Amelia had physically arrived at the Ravenclaw table of the Welcoming Feast, but mentally, she was still miles away. Even the bustle of so many students around her, including international students who would have made great fodder for her people-watching fascination, could not pull her out of her own thoughts, which were swirling around and around on themselves, and although she was not smiling in any way that was visible to the people around her, inside, she was beaming.
He had written to her today.
It had been almost six months since his last letter, but he had finally responded. Amelia had all but given up on Raoul ever responding to her last letter, in which she had described to him being taken out of Hogwarts by her less-than-pleased mother, and all because she had entered the Hogwarts Tournament. Amelia had known that Raoul would be displeased with her compliant attitude toward her mother’s decision to remove her from school – he would have put up a fight loud and long enough that Antoinette might have given in just to save herself any further embarrassment – but she hadn’t thought it would keep him from writing her altogether.
Amelia had underestimated her brother, though, because his resolve was clear when the owls stopped coming, first for weeks and then months. She had always known him to be stubborn – it ran in the family, apparently – but these last months without any correspondence had been hellish. Although Raoul had disappeared two years ago now and she still harbored some feelings of abandonment, Amelia could not shake the connection she had to him and her unwillingness to forget. It was hard, knowing he was so free and she was still under the protective and heavy burden of her parents, but his letters let her live vicariously through him, which was better than not living at all.
It would have been ironic, then, that Raoul’s response to her letter about the Hogwarts Tournament had come on the very day that the same tournament was to begin again, but irony only happened when there was no intention. Clearly, in Raoul’s case, there had been intent, because while the letter she received was somewhat apologetic for his hiatus in writing her, it had ended with a strongly worded paragraph on how he fully expected her to enter again this year, and this time, she ought to stick it out if she was selected.

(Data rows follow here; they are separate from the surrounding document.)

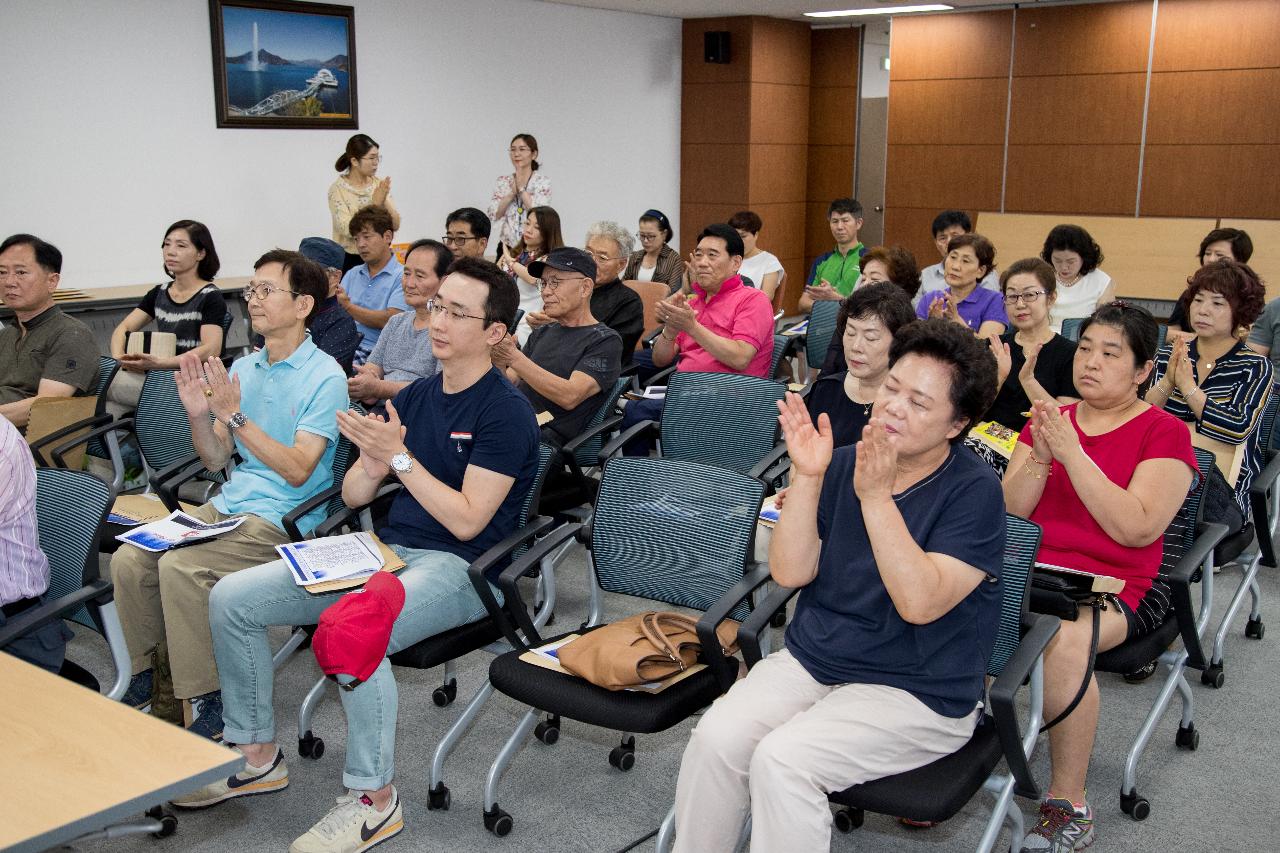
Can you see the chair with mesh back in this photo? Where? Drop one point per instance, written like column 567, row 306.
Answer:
column 639, row 544
column 71, row 507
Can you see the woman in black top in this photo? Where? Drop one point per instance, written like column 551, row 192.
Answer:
column 868, row 320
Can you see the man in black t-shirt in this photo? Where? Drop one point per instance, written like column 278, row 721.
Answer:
column 568, row 364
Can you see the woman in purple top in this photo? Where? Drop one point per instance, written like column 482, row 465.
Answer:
column 969, row 259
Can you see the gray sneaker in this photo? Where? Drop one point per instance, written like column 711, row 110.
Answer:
column 1063, row 829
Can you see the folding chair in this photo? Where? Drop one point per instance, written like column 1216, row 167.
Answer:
column 639, row 544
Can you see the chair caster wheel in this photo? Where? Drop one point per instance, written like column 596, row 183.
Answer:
column 1214, row 675
column 446, row 693
column 497, row 821
column 168, row 821
column 439, row 798
column 310, row 746
column 846, row 820
column 548, row 730
column 624, row 756
column 1136, row 807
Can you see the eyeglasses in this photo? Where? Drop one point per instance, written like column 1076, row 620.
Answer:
column 437, row 308
column 1029, row 297
column 263, row 291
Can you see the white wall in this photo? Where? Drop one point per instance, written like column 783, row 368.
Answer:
column 110, row 132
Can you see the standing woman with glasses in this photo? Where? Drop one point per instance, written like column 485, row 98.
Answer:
column 357, row 186
column 656, row 260
column 519, row 192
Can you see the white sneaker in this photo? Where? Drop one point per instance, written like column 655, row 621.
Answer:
column 352, row 825
column 250, row 780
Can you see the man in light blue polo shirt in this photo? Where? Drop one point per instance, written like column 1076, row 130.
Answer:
column 277, row 410
column 373, row 292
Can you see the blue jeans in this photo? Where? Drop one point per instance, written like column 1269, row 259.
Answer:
column 438, row 596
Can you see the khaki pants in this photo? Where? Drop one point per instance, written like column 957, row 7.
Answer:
column 778, row 742
column 165, row 596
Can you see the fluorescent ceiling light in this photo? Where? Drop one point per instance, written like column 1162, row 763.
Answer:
column 882, row 10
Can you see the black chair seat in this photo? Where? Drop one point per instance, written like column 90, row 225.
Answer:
column 1132, row 656
column 935, row 792
column 449, row 646
column 579, row 699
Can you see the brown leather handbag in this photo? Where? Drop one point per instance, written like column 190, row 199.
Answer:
column 640, row 649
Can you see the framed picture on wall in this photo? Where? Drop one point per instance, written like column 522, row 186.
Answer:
column 282, row 63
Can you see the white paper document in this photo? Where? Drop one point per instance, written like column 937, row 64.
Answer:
column 332, row 557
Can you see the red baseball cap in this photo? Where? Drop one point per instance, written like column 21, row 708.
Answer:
column 353, row 633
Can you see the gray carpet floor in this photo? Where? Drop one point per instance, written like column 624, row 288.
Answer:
column 567, row 798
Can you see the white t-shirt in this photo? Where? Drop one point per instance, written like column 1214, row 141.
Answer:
column 758, row 267
column 1079, row 299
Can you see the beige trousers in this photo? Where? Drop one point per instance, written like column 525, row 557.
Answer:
column 778, row 742
column 165, row 596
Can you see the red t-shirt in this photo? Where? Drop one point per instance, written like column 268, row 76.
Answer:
column 1072, row 538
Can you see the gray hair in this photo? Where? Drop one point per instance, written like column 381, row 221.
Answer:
column 615, row 232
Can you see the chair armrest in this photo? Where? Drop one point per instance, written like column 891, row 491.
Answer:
column 1207, row 536
column 90, row 423
column 1004, row 710
column 615, row 446
column 37, row 617
column 749, row 633
column 725, row 666
column 490, row 557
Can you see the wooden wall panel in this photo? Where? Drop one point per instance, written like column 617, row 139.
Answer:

Of course, Amelia was still having second (and third and fourth and seventy-sixth) thoughts about Raoul’s “advice”, but she was finding it difficult to concentrate on this suggestion amid the elation she felt at finally regaining her confidant. Her brother had been the one person she had ever really been close to, and losing him when he left had been the single hardest detachment she had ever experienced, and likely a big part of the reason her personality was so stand-offish now. Since he left, Amelia hadn’t dared to get that close to anyone else, lest she lose them as well. Getting his letter had been like coming up for air after being underwater for hours.
Undeniably, Amelia had a lot of thinking to do about Raoul’s suggestion, and she knew it was unlikely that she would find the resolve to reenter the tournament considering her less-than-admirable reason for leaving last year, and even more unlikely that the goblet would choose her again. But she would save that decision for later; for now, she would bask in the glow of having her brother’s letter tucked into the waistband of her skirt beneath her robes, making her too happy to have left it in her room.